In this study, three species of seaweed have been used as a feedstock. The effect of heating rate on the thermal behaviour of three different seaweed samples was investigated using TGA. Three different heating rates of 10, 20 and 30 °C/min were implemented during this investigation. TGA and DTG thermograms of Caulerpa lentillifera, Gracilaria coronopifolia, and Chaetomorpha linum are shown in Figure 1 and Figure 2, respectively.
The TG graphs (Figure 1a–c) show the relation between the temperature and the weight percentage of the sample along with the process. From the DTG graph (Figure 2a–c), however, the thermal decomposition can be effectively differentiated, and the individual mass change steps can also be clearly identified. For this analysis, the experiment has been conducted up to 800 °C. However, the graphs were only plotted up to 500 °C, because the weight of the samples was constant after this point. Besides, the error bar was eliminated in the thermogram since negligible experimental deviations were observed.
Based on the results, the thermal degradation of three algae samples happened in a two-step reaction. At the first stage, there was a weight loss from 70 °C up to ~100 °C, which can be explained by the evaporation of the water content in the sample [32] or some light volatile matters [33,34]. The second stage, however, took place from ~100 °C to a temperature up to 400 °C. At this stage, a major weight loss, resulting from the main degradation process, was noticed. This loss is ascribed to the decomposition and/or depolymerization of the algae organic constituents, such as carbohydrates, protein, and lipids. The mass loss of algae between the ranges of 180–270 °C is attributed to the decomposition of carbohydrate, while the degradation of proteins takes place between 320–450 °C [11].
Moreover, it is observed that the increase in the heating rate has shifted the decomposition of volatiles to the marginally higher temperature, based on the thermogram. A similar pattern has been reported in the literature [35,36], and this lateral shift was substantially due to the limitations of heat transfer at higher heating rates. At the higher heating rate, the reaction time became shorter and hence, the higher temperature was needed for the volatiles evolution from the biomass samples, whereas at a low heating rate, longer residence time along with larger instantaneous energy was available for the volatiles to evolve from biomass [37].

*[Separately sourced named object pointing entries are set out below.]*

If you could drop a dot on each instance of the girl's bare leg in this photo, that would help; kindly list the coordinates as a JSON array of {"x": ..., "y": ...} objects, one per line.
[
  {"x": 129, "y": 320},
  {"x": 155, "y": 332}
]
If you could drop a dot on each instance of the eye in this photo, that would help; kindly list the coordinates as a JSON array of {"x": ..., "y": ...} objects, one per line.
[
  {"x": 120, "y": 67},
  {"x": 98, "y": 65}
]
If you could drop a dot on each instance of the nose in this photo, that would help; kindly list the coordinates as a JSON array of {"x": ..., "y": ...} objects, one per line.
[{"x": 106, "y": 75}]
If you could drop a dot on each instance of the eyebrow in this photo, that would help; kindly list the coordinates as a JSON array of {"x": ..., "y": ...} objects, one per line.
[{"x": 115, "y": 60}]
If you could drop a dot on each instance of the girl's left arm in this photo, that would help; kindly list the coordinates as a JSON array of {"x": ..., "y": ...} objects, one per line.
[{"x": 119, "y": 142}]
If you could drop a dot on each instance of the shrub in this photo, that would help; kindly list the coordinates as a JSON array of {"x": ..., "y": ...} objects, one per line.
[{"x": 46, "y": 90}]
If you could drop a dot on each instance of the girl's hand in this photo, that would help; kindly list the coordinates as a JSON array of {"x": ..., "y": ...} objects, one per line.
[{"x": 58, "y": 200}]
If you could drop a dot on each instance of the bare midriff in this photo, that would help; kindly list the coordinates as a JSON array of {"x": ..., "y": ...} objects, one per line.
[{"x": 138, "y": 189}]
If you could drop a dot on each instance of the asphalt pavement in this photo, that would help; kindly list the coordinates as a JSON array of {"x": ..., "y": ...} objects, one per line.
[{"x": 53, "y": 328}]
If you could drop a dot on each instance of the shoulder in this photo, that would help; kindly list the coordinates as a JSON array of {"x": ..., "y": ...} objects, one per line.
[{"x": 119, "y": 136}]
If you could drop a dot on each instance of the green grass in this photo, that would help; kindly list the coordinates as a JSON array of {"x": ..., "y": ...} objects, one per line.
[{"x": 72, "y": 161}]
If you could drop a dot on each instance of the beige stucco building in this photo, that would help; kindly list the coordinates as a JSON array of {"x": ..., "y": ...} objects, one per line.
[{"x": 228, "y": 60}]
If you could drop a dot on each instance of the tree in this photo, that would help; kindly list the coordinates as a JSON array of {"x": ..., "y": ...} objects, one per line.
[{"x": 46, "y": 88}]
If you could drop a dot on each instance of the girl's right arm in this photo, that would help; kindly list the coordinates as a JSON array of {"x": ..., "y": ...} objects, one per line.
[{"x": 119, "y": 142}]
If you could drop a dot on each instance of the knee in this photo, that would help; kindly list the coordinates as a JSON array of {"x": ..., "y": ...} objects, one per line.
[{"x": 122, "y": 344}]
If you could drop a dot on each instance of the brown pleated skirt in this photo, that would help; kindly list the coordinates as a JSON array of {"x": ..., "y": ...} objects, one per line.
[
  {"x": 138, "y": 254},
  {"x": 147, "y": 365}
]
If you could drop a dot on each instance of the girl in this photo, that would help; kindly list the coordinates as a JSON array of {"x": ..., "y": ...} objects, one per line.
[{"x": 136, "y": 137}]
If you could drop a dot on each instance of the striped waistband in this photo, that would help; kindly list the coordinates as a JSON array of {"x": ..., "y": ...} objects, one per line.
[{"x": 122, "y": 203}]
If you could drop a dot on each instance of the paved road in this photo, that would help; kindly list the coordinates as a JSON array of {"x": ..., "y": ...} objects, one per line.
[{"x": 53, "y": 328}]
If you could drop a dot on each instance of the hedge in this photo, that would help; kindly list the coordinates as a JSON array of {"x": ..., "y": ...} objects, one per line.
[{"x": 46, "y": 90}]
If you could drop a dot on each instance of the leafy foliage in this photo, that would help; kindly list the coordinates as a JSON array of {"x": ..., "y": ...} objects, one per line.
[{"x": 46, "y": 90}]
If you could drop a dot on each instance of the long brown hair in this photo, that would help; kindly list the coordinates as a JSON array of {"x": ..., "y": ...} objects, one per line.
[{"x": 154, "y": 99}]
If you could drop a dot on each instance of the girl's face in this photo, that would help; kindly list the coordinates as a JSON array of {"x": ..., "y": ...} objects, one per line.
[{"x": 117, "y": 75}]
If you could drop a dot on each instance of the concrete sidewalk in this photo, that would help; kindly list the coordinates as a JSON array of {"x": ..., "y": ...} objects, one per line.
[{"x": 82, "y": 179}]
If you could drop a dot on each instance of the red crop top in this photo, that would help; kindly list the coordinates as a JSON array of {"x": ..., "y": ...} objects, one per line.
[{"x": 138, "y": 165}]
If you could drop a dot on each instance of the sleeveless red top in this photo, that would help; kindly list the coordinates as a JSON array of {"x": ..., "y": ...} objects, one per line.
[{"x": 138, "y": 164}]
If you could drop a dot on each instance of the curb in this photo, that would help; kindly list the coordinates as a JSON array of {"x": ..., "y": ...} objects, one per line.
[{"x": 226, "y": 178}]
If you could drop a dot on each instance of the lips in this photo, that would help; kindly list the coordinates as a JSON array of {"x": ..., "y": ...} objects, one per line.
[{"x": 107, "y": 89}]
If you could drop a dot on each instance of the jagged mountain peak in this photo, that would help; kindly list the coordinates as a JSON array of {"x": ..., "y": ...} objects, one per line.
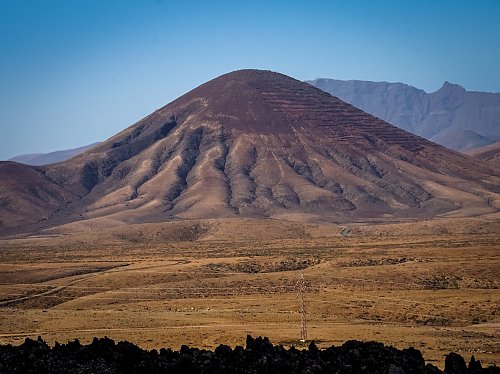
[{"x": 260, "y": 144}]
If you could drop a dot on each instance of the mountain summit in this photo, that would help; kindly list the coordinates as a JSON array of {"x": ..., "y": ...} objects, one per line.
[{"x": 256, "y": 143}]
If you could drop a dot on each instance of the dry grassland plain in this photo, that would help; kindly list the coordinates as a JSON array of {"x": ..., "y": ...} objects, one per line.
[{"x": 433, "y": 285}]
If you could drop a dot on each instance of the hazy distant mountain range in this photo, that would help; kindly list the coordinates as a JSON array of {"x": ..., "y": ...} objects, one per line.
[
  {"x": 52, "y": 157},
  {"x": 252, "y": 144},
  {"x": 451, "y": 116}
]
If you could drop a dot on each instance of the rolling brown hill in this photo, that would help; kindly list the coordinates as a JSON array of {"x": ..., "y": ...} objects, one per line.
[
  {"x": 261, "y": 144},
  {"x": 490, "y": 153}
]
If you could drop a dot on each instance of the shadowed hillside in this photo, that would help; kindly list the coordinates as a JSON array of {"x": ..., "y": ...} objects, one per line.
[{"x": 260, "y": 144}]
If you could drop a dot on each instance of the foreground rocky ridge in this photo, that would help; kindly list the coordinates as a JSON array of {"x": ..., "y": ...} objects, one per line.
[{"x": 259, "y": 356}]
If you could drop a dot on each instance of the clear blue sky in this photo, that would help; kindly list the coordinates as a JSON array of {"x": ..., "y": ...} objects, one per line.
[{"x": 73, "y": 72}]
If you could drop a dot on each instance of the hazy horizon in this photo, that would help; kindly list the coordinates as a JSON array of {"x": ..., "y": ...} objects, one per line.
[{"x": 74, "y": 73}]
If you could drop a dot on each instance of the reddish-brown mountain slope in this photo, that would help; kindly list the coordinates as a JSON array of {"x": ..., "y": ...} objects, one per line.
[
  {"x": 260, "y": 144},
  {"x": 490, "y": 153}
]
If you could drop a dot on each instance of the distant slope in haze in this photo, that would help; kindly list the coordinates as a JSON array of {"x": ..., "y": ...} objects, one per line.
[
  {"x": 38, "y": 159},
  {"x": 259, "y": 144},
  {"x": 451, "y": 116}
]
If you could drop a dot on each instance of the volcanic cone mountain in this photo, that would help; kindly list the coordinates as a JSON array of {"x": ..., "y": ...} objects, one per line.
[{"x": 261, "y": 144}]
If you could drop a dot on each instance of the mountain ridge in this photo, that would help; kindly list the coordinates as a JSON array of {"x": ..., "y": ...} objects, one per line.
[
  {"x": 444, "y": 116},
  {"x": 259, "y": 144}
]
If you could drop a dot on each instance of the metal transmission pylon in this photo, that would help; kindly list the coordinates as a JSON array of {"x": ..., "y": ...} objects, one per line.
[{"x": 301, "y": 286}]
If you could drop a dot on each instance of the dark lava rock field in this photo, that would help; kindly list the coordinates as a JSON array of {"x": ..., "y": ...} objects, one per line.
[{"x": 259, "y": 356}]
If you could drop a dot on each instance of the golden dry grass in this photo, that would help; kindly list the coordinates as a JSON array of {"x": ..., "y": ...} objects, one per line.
[{"x": 432, "y": 285}]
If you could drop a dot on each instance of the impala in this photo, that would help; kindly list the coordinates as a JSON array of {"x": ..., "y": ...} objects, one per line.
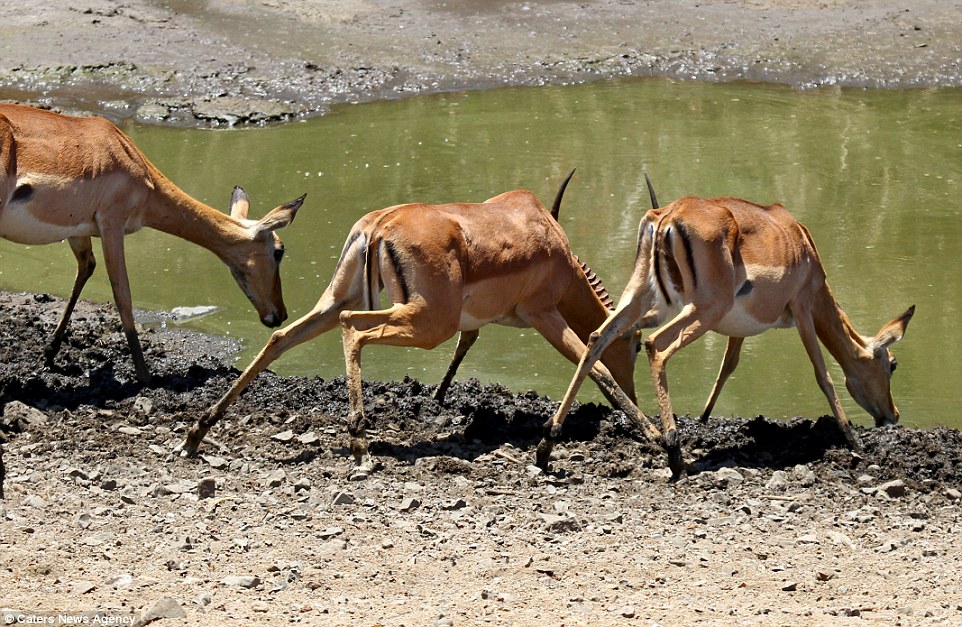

3.3. Kinetic Analysis of Algal Biomass

Thermogravimetric analysis (TGA) is an ordinary technique used to assess the thermal degradation behaviour of biomass. As mentioned in Section 3.2, the thermal degradation of algae biomass sample involves two stages. It is concluded that the first stage degradation is the process of water evaporation, while the second stage involves the major thermal decomposition of volatile components, such as carbohydrates and protein. Hence, the kinetic study on the second stage was performed, and the Coat & Redfern kinetic model was used to determine the kinetic parameters, such as activation energy and pre-exponential factor, for this major degradation stage. A summary of kinetic results with the linear regression (R2 and slope) for the major thermal decomposition of algal biomass samples is presented in Table 2.
Based on Table 2, it can be observed that the kinetic parameters were affected by the heating rates. The variation of activation energy and pre-exponential factor showed similar trends for all biomass samples. The activation energy decreases as the heating rate increases. However, the data of activation energy for Caulerpa lentillifera slightly deviates from the trend, which might be due to some experimental error. In contrast, the pre-exponential factor increases along with the heating rate. Furthermore, it can also be concluded that the thermal degradation of the algae biomass is a first-order reaction (n = 1) as the coefficient of determination, R2, for three heating rates are higher than 0.95 and the values are nearest to 1. Hence, this indicates that the thermal degradation of algae biomass is a first-order reaction according to Coat and Redfern method. So, the data from the first order using Coat Redfern methods give the most acceptable value for kinetic parameters determination. The Coat Redfern plots for the first order (n = 1) are shown in Figure 3.
In addition, Table 3 presents the comparison of kinetic parameters between macroalgae and other biomass feedstocks. The activation energy of the macroalgae determined in the current work ranges between 15–30 kJ/mol. Besides, it is found that the macroalgae have the lowest activation energy as compared to terrestrial biomass feedstock. Theoretically, if the molecules in the reactants collide with adequate kinetic energy and this energy is larger than the transition state energy, then the reaction occurs and products form. In other words, the lower the activation energy, the easier the reaction to occur. Hence, it can be concluded that the energy required for the macroalgae samples for the conversion reaction is considered low and can react more easily. This inferred that the macroalgae (seaweed) have an advantage in the conversion and reaction process. Also, macroalgae have huge potential to be utilized as renewable biomass feedstock, especially Chaetomorpha linum because it is able to provide continuous supply due to its considerable high growth rate. Caulerpa lentillifera and Gracilaria coronopifolia, however, are usually used for food production and hence, there is a conflict with food interest.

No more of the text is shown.